Anniversary seasons are supposed to be symbolic. For the Seattle Seahawks, their 50th year has become something far more tangible.

Next week, Seattle will appear in its fourth Super Bowl, returning to the same stage—and against the same opponent—that defined one of the most debated moments in franchise history.
Super Bowl LX will once again pit the Seahawks against the New England Patriots, but the context surrounding this matchup feels very different.
And quietly, one trend has tilted the conversation in Seattle’s favor.
Mike Macdonald’s Seahawks haven’t just been winning in 2025—they’ve been methodically dismantling the AFC.
The numbers don’t scream. They whisper. But they add up.
Seattle enters Super Bowl week riding a nine-game winning streak, outscoring opponents 261–132 during that stretch.
More telling, however, is who those wins came against. Starting with a 31–17 victory over the eventual AFC North champion Pittsburgh Steelers in Week 2, the Seahawks went a perfect 5–0 against AFC opponents during the 2025 regular season.
That includes a full sweep of the AFC South.
Seattle beat the Jaguars (20–12) and Texans (27–19), both playoff teams, and added wins over the Titans (30–24) and Colts (18–16).
The road victory in Nashville during Week 12 didn’t just check another box—it ignited the current nine-game surge that carried Seattle all the way to the Super Bowl.
Zoom out further, and the pattern becomes harder to dismiss.

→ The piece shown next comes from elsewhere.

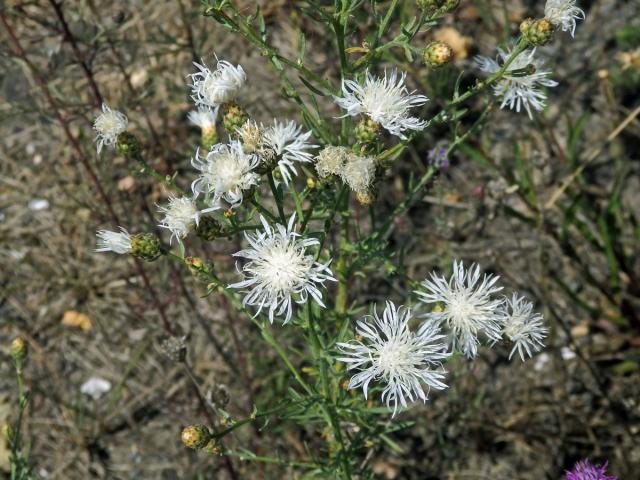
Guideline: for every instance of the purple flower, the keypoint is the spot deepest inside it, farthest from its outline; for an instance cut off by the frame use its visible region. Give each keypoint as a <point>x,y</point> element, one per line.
<point>586,471</point>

Under Macdonald, the Seahawks are now 9–1 against AFC teams. They’ve won six straight interconference games dating back to last season. Even in Macdonald’s debut year in 2024, his first three games came against AFC opponents—and all three were wins over the Broncos, Patriots, and Dolphins.
The lone blemish? A humbling loss to Josh Allen and the Bills.
Everything else points in one direction.
Seattle, for whatever reason, has been exceptionally comfortable against teams they don’t see every year. Preparation. Scheme versatility. Defensive discipline. Call it what you want—but it’s real.

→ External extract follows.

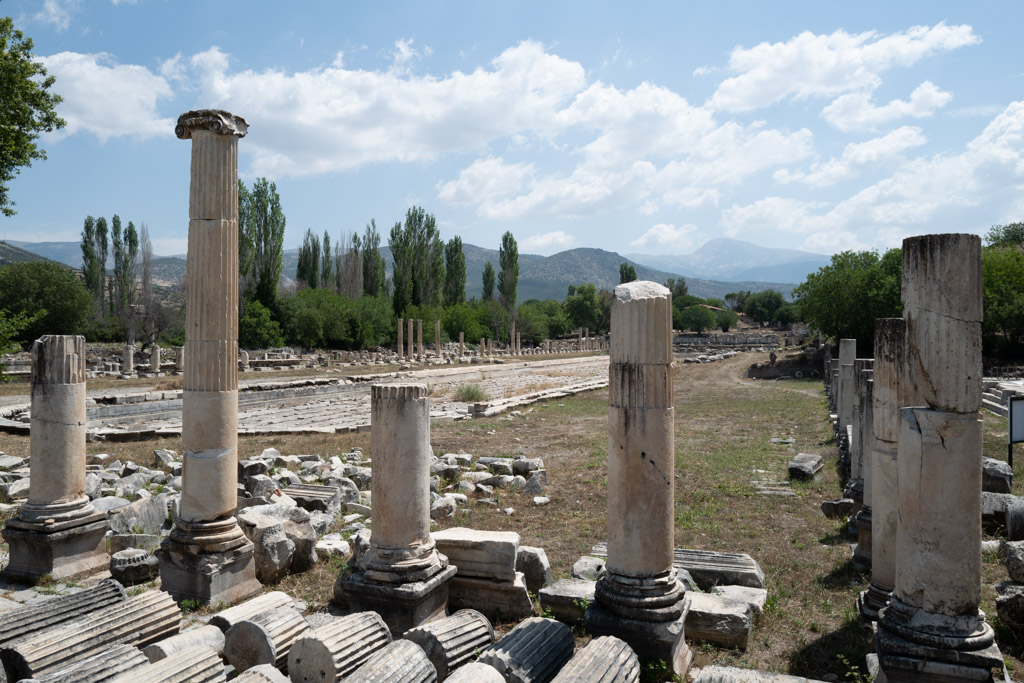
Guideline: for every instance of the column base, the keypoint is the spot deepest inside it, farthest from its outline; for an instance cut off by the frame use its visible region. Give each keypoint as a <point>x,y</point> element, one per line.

And that brings the focus back to New England.
The last time these two franchises met in Foxborough during the regular season, Seattle escaped with a 23–20 overtime win.
That game, however, existed in an entirely different NFL ecosystem. Geno Smith was Seattle’s quarterback. Jacoby Brissett led the Patriots.
Jerod Mayo was New England’s head coach. Drake Maye didn’t take a snap. Sam Darnold wasn’t even in Seattle.
Almost nothing remains the same—except the result.
Still, it would be careless to assume this trend guarantees anything.
Mike Vrabel’s Patriots bring their own quiet statistic into Super Bowl LX: a perfect 5–0 record against NFC opponents in 2025.

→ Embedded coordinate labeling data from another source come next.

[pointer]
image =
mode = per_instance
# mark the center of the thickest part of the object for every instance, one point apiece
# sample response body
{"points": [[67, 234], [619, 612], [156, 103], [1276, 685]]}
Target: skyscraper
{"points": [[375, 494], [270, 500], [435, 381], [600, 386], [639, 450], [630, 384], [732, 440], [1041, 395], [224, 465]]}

The caveat, of course, is that none of those wins came against teams with winning records. The Panthers, Saints, Falcons, Buccaneers, and Giants offered little resistance compared to the gauntlet Seattle ran.
That contrast matters.
Seattle’s AFC dominance wasn’t built on bottom-feeders—it was forged against playoff-caliber teams, on the road, and in tight, physical games.
The Seahawks didn’t overwhelm the AFC with style points. They beat them with control, patience, and late-game execution.
That kind of football travels.
It doesn’t guarantee a Lombardi Trophy. It doesn’t predict the outcome of a single Sunday. But it does suggest comfort in unfamiliar territory—a trait that often separates champions from contenders.

As Super Bowl LX approaches, much of the spotlight will fall on quarterbacks, injuries, and history. But buried just beneath the surface is a quieter reality:
In 2025, the Seattle Seahawks didn’t just survive the AFC.
They mastered it.

And now, they’ll see one more familiar opponent—on the biggest stage possible—to find out if that mastery still holds.